What is seen as the successor to the F1, the hybrid P1 showed the world the electric power combined with petrol goodness didn’t need to be just for eco-warriors. The P1 combined a 737 hp 3.9-litre twin-turbocharged V8 engine with a 178 hp electric motor, for a total of 916 hp. McLaren then encased all this power in a carbon composite body to develop one of the top supercars today. Its just a shame all 375 sold out instantly.
A car that encapsulates both the good and the bad about the British motoring industry. Over 500,000 were produced from 1962 until 1980 and was the world’s best selling sports car for a while. There were four, six and eight-cylinder models and the monocoque body structure was innovative at the time of launch. The MGB is a joy to drive if you find a good one, but you’ll wish you opted for the push bike if you drive a lemon.
Just like the Elan the Lotus Elise formula was simple, Simplify, then add lightness. Lotus stripped away all that was unnecessary with the Elise and then used lightweight materials to make it even lighter. In doing so, the British motoring company produced a car that was incredible fun to drive and is widely regarded as one of the world’s greatest drivers cars. While it may not be the fastest sports car, there aren’t many things that can make you smile like an Elise on a tight, twisty road.
Rolls-Royce Silver Shadow
While it isn’t the best car Rolls-Royce have ever produced, the Silver Shadow brought the brand to the masses, becoming the marque’s most successful vehicle in the process. It may not have had all the bells-and-whistles of other Rolls-Royce automobiles, but it still retained that sense of luxury a Roller can only create. It also looked damn cool as well.

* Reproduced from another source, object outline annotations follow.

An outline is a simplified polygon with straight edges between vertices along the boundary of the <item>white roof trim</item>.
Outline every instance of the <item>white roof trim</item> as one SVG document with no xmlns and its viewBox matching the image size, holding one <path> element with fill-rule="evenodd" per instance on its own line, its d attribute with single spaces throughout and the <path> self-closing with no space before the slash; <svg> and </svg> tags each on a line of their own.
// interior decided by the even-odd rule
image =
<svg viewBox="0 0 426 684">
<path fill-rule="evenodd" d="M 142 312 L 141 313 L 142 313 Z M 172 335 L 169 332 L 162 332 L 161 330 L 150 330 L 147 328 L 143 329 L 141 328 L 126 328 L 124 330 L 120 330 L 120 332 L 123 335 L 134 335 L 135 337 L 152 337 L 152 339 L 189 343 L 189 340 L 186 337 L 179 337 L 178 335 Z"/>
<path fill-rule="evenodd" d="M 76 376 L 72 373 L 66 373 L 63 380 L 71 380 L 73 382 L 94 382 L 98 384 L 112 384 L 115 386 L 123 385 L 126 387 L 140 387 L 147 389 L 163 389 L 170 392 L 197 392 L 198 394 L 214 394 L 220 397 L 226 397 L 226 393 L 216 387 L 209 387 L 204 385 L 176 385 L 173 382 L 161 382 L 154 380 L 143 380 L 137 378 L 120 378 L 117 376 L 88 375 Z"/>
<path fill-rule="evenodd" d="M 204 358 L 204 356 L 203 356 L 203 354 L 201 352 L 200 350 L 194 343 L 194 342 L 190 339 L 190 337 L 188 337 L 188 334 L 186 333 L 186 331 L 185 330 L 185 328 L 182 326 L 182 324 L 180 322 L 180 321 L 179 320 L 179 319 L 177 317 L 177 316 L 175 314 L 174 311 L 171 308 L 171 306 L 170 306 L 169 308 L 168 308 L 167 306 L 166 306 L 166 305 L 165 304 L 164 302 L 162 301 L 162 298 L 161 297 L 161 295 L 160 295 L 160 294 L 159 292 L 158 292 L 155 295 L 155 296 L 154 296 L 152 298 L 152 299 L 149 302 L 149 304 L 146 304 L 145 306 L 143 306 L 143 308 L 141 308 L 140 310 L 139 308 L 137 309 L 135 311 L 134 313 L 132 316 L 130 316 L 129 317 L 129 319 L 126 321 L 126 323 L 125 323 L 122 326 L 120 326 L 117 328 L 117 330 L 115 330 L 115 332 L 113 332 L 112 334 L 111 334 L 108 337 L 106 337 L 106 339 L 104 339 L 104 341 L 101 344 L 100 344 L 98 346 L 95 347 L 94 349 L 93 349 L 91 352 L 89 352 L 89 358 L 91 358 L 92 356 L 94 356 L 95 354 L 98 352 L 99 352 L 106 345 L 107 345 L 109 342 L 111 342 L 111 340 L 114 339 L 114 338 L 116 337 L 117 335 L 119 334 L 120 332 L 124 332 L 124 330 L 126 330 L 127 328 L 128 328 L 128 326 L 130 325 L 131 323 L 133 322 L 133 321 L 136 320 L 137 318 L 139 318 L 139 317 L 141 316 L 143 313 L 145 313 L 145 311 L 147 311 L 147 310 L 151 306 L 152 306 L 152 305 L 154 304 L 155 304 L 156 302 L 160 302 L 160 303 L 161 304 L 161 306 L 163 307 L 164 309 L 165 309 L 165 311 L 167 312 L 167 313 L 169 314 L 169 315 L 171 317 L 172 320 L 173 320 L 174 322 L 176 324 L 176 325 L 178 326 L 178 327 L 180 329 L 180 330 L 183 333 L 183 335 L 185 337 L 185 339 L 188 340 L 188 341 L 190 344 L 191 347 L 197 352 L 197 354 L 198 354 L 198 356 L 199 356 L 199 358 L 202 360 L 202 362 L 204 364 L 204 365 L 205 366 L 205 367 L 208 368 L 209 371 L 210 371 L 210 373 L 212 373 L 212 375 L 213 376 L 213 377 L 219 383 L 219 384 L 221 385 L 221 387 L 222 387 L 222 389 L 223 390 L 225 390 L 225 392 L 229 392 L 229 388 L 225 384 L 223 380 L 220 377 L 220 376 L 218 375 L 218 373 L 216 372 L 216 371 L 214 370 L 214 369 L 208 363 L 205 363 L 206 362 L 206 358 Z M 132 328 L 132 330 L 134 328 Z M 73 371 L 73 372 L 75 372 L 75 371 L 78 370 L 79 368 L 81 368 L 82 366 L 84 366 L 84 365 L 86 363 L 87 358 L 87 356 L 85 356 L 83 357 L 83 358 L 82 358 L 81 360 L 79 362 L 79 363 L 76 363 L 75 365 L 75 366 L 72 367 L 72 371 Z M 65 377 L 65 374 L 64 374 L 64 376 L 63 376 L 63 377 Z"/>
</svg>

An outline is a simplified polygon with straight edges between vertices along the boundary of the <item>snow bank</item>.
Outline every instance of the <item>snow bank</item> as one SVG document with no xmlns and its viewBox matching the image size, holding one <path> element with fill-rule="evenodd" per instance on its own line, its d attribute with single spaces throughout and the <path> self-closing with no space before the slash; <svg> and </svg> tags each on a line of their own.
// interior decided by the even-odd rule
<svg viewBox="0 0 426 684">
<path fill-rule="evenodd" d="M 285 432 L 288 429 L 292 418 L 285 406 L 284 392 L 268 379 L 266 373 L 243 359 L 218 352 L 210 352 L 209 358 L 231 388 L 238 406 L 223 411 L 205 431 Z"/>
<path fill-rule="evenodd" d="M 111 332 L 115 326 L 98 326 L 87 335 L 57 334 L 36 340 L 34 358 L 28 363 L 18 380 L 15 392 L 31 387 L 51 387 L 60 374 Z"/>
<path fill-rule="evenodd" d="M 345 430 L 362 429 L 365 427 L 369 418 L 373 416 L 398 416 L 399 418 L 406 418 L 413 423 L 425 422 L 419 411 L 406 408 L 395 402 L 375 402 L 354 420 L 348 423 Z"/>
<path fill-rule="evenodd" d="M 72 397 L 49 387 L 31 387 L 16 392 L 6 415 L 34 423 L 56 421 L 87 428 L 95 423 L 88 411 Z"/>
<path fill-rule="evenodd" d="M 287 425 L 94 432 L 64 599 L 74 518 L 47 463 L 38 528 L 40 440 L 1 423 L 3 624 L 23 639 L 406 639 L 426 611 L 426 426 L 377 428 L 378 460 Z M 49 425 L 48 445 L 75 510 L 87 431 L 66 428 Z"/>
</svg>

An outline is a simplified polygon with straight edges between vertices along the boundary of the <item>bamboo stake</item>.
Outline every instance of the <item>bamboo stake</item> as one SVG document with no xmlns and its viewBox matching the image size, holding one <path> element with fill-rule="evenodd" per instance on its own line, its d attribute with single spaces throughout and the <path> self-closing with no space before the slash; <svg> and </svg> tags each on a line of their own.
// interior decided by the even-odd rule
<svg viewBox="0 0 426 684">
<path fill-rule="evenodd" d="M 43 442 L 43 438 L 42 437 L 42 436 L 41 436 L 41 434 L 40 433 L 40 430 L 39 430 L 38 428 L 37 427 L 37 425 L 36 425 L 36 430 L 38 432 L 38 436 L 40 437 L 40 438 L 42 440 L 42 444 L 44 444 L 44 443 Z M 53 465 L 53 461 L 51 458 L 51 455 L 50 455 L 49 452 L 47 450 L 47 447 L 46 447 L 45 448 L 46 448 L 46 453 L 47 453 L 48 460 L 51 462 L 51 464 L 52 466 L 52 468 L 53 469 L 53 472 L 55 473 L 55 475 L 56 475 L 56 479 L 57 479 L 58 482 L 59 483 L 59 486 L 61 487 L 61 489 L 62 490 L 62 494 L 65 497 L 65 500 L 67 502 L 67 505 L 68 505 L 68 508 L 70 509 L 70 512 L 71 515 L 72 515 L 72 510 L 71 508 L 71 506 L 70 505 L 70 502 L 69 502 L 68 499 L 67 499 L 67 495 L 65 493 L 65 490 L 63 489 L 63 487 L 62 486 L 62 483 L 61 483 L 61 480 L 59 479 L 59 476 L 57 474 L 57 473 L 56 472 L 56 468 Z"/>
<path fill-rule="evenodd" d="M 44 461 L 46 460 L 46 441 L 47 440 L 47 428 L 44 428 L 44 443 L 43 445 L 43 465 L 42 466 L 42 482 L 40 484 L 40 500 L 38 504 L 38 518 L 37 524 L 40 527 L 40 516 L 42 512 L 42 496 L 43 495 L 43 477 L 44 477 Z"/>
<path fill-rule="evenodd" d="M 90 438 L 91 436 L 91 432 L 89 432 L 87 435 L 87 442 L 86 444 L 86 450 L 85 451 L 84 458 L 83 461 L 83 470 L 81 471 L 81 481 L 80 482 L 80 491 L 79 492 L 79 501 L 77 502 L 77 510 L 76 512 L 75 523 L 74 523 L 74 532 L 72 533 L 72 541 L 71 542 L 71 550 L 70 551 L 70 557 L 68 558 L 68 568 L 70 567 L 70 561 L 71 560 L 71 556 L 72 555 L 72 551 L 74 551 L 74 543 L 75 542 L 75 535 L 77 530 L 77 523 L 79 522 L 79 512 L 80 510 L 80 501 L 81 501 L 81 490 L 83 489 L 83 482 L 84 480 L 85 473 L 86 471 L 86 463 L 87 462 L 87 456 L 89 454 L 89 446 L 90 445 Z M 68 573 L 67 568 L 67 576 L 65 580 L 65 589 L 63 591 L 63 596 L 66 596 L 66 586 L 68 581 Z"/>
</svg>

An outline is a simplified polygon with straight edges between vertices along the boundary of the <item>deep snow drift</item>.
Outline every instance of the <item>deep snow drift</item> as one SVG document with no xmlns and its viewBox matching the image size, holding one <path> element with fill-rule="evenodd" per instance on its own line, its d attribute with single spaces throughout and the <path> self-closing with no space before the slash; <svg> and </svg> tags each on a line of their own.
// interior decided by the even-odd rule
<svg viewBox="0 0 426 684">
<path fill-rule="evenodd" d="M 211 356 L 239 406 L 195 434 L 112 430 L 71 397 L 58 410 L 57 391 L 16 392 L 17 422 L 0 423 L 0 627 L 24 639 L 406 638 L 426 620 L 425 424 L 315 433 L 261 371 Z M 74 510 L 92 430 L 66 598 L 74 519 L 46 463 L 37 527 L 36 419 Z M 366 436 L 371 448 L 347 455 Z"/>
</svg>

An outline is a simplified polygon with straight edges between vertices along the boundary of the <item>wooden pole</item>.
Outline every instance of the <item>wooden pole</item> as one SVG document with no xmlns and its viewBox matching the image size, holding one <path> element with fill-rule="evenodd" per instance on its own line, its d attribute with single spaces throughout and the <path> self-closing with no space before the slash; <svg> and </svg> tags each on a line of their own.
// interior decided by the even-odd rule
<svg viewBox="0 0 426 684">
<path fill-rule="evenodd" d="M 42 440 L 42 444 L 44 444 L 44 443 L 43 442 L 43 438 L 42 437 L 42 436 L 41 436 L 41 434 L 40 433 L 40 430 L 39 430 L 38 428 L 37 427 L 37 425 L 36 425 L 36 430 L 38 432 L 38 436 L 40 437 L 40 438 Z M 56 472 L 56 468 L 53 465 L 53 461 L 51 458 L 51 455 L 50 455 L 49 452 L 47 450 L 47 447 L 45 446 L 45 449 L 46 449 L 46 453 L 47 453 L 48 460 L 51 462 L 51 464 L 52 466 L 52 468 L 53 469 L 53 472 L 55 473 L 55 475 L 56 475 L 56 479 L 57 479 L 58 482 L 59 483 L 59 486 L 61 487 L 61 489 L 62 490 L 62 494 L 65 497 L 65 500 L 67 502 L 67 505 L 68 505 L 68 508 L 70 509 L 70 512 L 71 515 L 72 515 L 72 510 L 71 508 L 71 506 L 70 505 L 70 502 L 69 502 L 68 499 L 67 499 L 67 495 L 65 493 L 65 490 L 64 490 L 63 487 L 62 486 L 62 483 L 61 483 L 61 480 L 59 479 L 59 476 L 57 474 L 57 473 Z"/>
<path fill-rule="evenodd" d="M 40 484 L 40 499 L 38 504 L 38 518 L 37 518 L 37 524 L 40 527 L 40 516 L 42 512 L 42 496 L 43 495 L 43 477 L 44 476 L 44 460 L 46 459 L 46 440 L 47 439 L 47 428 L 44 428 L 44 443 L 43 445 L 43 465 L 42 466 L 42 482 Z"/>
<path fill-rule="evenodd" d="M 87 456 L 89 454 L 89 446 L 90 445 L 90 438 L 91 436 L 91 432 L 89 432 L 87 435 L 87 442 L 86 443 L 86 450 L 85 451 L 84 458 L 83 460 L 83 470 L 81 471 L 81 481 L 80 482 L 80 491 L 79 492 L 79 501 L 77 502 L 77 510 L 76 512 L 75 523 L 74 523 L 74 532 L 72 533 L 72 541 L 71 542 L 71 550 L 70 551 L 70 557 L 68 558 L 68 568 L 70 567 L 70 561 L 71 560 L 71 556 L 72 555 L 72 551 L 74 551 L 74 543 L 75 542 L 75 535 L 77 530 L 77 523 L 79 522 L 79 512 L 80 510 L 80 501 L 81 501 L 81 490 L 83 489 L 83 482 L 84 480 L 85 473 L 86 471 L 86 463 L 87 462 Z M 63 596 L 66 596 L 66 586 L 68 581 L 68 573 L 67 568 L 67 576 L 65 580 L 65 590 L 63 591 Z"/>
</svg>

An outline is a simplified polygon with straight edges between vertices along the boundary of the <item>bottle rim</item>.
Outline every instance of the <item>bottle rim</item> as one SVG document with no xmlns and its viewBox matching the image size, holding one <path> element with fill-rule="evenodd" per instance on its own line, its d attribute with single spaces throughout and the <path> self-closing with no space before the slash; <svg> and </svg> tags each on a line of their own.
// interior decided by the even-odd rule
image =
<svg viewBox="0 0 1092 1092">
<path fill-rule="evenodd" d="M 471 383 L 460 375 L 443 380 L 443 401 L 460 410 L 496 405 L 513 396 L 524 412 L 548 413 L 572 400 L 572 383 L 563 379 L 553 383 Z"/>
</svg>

What some say is the British Model T, the Austin Seven was the motorcar for the everyday man. Herbert Austin said that his ultimate goal with the Seven was to create “a decent car for the man who, at present, can afford only a motorcycle and sidecar”. There were many different versions of the Seven for different tasks depending on what the user required. It also had its place in motorsport, where it provided a cheap platform for budding racers.